Il porte un masque de velour noir,
Duquel un regard étincelle,
Aussi pénétrant qu'un poignard,
Qui, de sa gaine, se révèle.
Les voyant valser sur la place,
Les joyeux convives jubilent,
Avec des cris et des grimaces,
Les saluent Drickes et Marizebill.
Et la trompette retentit,
La gimbarde bourdonne, effrénée,
Puis, dès que la danse eut fini,
La musique, à son tour, se tait.
" Noble Dame, excusez-moi, de grâce,
Je dois rentrer à la maison. "
" Pas avant que je n'aie vu ta face"
En riant, la femme répond.
" Noble Dame, excusez-moi, de grâce,
Ma vue vous fera frémir d'horreur. "
La Duchesse rit: " Je n'ai pas peur,
Non, il me faut te voir en face. "
" Noble Dame, excusez-moi, de grâce,
J'appartiens à la mort et la nuit."
La Duchesse rit: " Reste sur place,
Voir ton visage est mon envie. "
Il cherche à se défendre, en vain;
En vain, use-t-il un sinistre langage.
La Duchesse, d'un geste soudain,
Lui arrache le masque du visage.
C'est le bourreau de Bergen!

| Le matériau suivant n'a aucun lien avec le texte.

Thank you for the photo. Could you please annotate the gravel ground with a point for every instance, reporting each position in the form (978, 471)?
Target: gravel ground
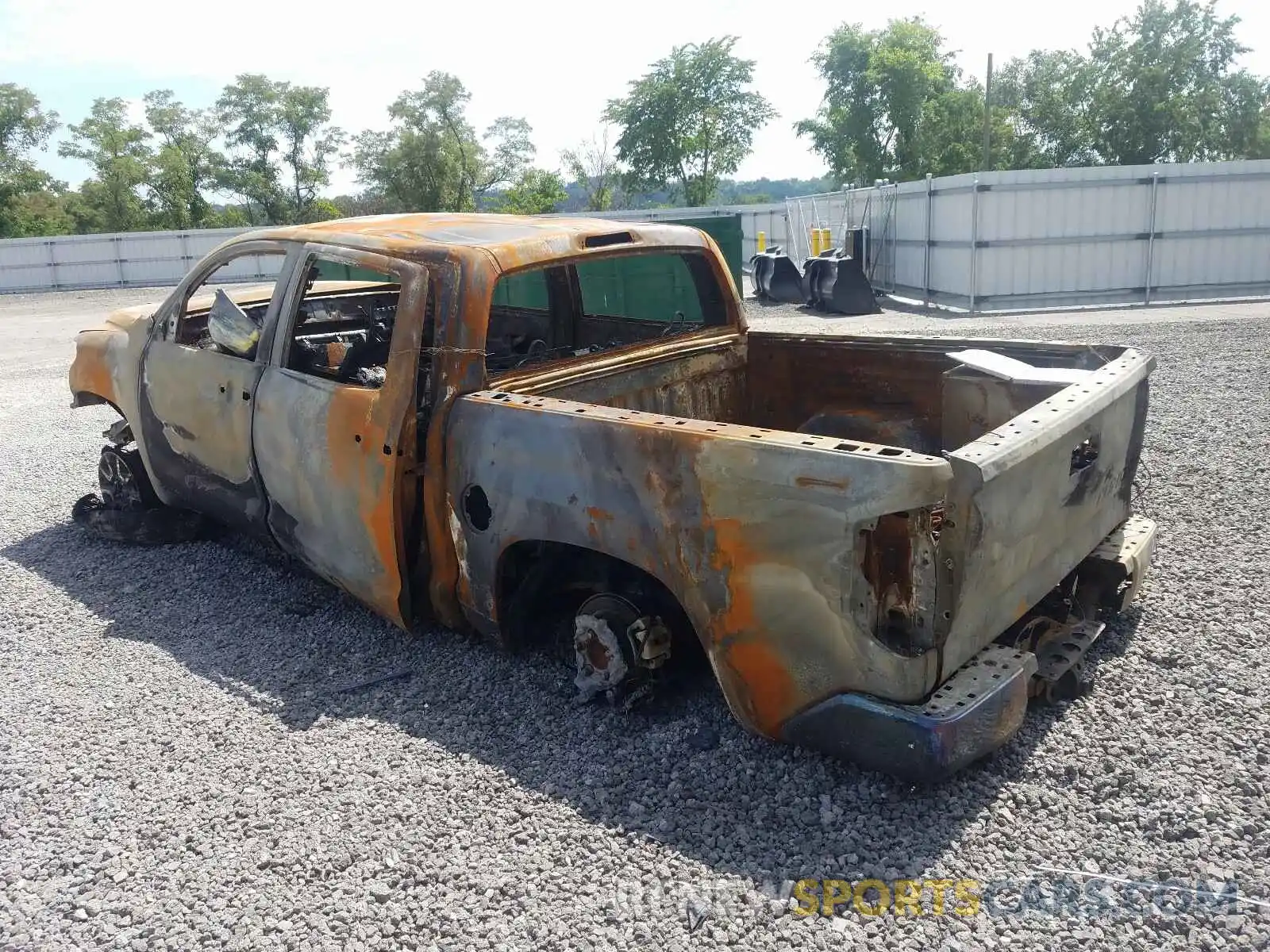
(179, 767)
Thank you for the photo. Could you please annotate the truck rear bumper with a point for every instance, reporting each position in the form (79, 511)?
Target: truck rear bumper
(973, 714)
(979, 708)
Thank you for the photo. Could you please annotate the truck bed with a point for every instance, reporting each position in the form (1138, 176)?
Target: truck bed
(888, 509)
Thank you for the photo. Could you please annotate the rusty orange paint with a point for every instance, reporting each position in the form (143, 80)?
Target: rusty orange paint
(772, 691)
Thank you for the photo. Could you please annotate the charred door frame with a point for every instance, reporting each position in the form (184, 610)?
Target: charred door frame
(184, 479)
(359, 438)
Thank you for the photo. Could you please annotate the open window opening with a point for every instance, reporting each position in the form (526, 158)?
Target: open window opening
(343, 323)
(225, 313)
(564, 311)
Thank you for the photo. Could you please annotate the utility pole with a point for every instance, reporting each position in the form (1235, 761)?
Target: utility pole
(987, 118)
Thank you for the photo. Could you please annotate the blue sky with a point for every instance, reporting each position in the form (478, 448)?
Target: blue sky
(552, 61)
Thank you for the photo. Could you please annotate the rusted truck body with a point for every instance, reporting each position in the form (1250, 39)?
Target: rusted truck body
(883, 546)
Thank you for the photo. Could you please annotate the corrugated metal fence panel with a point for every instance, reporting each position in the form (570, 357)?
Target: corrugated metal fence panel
(129, 259)
(1026, 239)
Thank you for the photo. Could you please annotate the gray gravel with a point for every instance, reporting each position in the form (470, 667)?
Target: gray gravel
(179, 768)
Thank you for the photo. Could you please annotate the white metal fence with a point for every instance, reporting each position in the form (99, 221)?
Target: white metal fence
(988, 241)
(1060, 238)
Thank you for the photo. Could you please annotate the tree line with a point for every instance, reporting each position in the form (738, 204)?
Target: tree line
(1161, 86)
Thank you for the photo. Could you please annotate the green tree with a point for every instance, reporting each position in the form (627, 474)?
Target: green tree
(690, 121)
(29, 198)
(594, 167)
(122, 162)
(1165, 86)
(431, 159)
(535, 192)
(1048, 97)
(186, 164)
(283, 145)
(879, 86)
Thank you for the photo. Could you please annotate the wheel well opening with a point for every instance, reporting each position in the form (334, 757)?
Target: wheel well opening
(543, 584)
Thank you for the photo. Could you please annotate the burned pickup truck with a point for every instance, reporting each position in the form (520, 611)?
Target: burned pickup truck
(533, 428)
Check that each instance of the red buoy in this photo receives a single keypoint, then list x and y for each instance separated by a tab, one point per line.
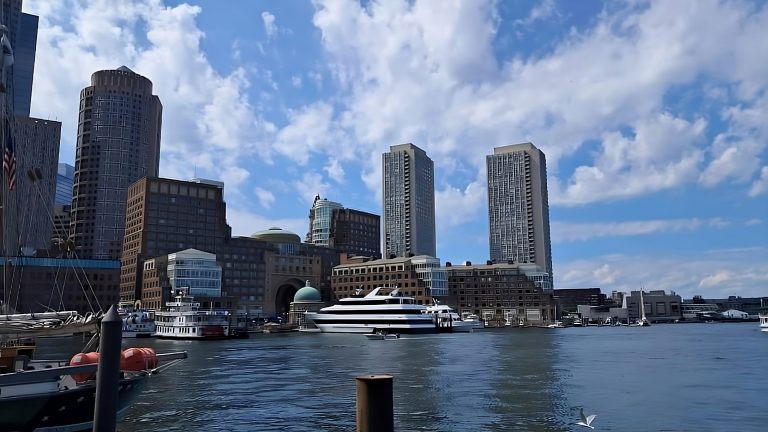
83	359
138	359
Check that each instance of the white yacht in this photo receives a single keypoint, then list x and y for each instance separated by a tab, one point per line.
376	312
449	320
137	324
183	319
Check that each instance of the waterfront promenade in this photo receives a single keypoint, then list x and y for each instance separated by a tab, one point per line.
703	377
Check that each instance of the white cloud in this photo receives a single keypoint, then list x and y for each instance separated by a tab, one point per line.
760	186
266	198
741	272
269	24
245	223
334	170
455	206
563	232
425	72
309	185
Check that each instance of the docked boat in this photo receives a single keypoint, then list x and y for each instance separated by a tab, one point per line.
381	336
184	319
137	323
60	395
449	320
374	312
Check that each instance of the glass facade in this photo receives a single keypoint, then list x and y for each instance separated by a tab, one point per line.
409	202
195	270
118	143
64	181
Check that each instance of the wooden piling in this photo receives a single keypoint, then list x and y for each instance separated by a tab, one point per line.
108	374
375	412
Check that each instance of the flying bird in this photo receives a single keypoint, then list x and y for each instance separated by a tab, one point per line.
586	421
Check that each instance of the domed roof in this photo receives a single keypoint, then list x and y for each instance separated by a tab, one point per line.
307	294
277	235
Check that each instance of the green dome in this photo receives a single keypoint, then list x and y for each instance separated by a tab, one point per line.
307	294
277	235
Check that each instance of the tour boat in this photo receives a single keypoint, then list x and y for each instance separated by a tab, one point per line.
449	320
375	312
137	323
184	319
763	315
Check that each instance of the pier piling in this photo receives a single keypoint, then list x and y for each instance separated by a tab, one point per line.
108	374
375	412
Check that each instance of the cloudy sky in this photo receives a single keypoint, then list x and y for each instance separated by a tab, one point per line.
652	116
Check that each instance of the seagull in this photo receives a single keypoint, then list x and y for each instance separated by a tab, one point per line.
586	421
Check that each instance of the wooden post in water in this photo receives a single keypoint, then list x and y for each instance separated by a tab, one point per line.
108	374
375	411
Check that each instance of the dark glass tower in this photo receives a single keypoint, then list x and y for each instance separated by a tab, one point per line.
118	142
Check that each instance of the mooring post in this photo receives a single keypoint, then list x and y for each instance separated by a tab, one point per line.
375	411
108	375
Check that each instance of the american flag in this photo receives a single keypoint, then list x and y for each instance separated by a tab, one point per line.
9	158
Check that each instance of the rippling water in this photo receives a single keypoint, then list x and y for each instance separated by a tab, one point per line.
666	377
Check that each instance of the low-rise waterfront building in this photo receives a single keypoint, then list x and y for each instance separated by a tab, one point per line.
421	277
499	292
659	306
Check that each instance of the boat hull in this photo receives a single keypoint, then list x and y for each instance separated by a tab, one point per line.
62	411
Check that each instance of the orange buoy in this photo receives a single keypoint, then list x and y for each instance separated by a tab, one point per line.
138	359
83	359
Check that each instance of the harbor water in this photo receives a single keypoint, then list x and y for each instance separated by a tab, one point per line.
675	377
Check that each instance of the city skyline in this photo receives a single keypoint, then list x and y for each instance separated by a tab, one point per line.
657	169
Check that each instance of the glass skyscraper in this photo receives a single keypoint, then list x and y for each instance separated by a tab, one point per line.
518	208
409	202
118	142
64	180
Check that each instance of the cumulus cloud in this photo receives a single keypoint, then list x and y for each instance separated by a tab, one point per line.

D'épouvante,
La foule horrifiée s'écarte bien vite.
La duchesse, quant à elle, tremblante,
Vers son époux, se précipite.
Or, le Duc, en homme bien rusé,
Epargne à sa femme cet affront.
Hors du fourreau, il tire son épée
Et dit: " A genoux, compagnon!
En te touchant de ma fière lame,
Je te fais chevalier vaillant.
Quoique gueux, je voudrais qu'on te nomme,
Sire Gueux de Bergen, à présent. "
Et le bourreau devint ainsi,
Des Gueux de Bergen, le noble père.
Une fière lignée! Tous endormis,
A présent, dans leur tombes de pierre.